A senior author of the study and a biology professor at Pentz, Kateryna Makova states that in the United States one in three children is either obese or overweight. Pertaining to this issue, she says that if they can find early indicators of obesity in young children, they can help physicians and parents to take preventive measures.

This study is a part of a bigger project in which clinicians and researchers from the INSIGHT that is led by professor of pediatrics at the Medical Center, Ian Paul, and professor of foods and nutrition at the University of Georgia, Leann Birch. Trials conducted by the INSIGHT contains approximately 300 children and tests in which responsive parenting intervention throughout the initial stage of a child’s life can help in checking the development of obesity.
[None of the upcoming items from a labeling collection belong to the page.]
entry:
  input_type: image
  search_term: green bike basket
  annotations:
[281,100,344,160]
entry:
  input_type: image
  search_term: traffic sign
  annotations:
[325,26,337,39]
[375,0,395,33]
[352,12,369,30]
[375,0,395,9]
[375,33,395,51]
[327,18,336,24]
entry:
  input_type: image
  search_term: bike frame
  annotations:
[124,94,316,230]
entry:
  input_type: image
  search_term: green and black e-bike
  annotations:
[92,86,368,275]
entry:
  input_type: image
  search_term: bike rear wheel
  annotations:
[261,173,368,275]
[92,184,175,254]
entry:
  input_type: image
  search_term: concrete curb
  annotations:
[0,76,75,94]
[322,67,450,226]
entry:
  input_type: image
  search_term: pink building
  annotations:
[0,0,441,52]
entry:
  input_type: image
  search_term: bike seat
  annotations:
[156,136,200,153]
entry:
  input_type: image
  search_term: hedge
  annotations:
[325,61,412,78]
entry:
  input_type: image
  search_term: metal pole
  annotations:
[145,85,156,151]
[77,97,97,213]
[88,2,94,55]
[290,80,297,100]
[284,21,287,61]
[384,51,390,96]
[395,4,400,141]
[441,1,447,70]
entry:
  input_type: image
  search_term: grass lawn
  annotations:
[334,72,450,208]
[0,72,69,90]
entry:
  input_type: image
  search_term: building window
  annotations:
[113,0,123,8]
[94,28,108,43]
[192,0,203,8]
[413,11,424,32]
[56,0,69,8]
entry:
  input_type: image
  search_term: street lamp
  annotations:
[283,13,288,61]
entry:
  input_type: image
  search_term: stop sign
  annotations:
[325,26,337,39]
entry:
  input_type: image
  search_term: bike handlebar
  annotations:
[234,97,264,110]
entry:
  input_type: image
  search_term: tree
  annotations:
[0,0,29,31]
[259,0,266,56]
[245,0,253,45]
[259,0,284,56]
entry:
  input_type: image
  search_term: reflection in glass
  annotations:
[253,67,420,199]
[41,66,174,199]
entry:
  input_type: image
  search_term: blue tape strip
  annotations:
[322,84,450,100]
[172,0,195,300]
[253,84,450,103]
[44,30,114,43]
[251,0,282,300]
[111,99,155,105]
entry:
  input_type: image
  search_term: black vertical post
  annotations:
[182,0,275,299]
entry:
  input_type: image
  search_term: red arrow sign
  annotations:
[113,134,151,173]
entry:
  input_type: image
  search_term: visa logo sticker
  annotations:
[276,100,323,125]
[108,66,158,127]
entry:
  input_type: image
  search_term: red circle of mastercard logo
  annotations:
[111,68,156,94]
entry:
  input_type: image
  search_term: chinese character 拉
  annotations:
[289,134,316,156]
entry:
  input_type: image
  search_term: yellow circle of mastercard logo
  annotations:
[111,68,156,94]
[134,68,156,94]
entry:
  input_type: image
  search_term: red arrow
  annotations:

The INSIGHT is also designed in a manner that can help in identifying social and biological risk factors for obesity.

Makova also states that the study shows that how at two years of age child’s oral microbiota is related with their weight gain during their first two years after birth.

A diverse array of microorganisms are filled in the human digestive tract, with beneficial bacteria, that support the immune system and makes sure of proper digestion. Here microbiota plays a significant role in which it shifts when a person’s diet changes and varies greatly from person to person. Previous researches have shown that variation in microbiota has been linked to obesity in some adolescents and adults. However, the potential relationship between weight gain and oral microbiota in children had not been studied in any of the previous studies.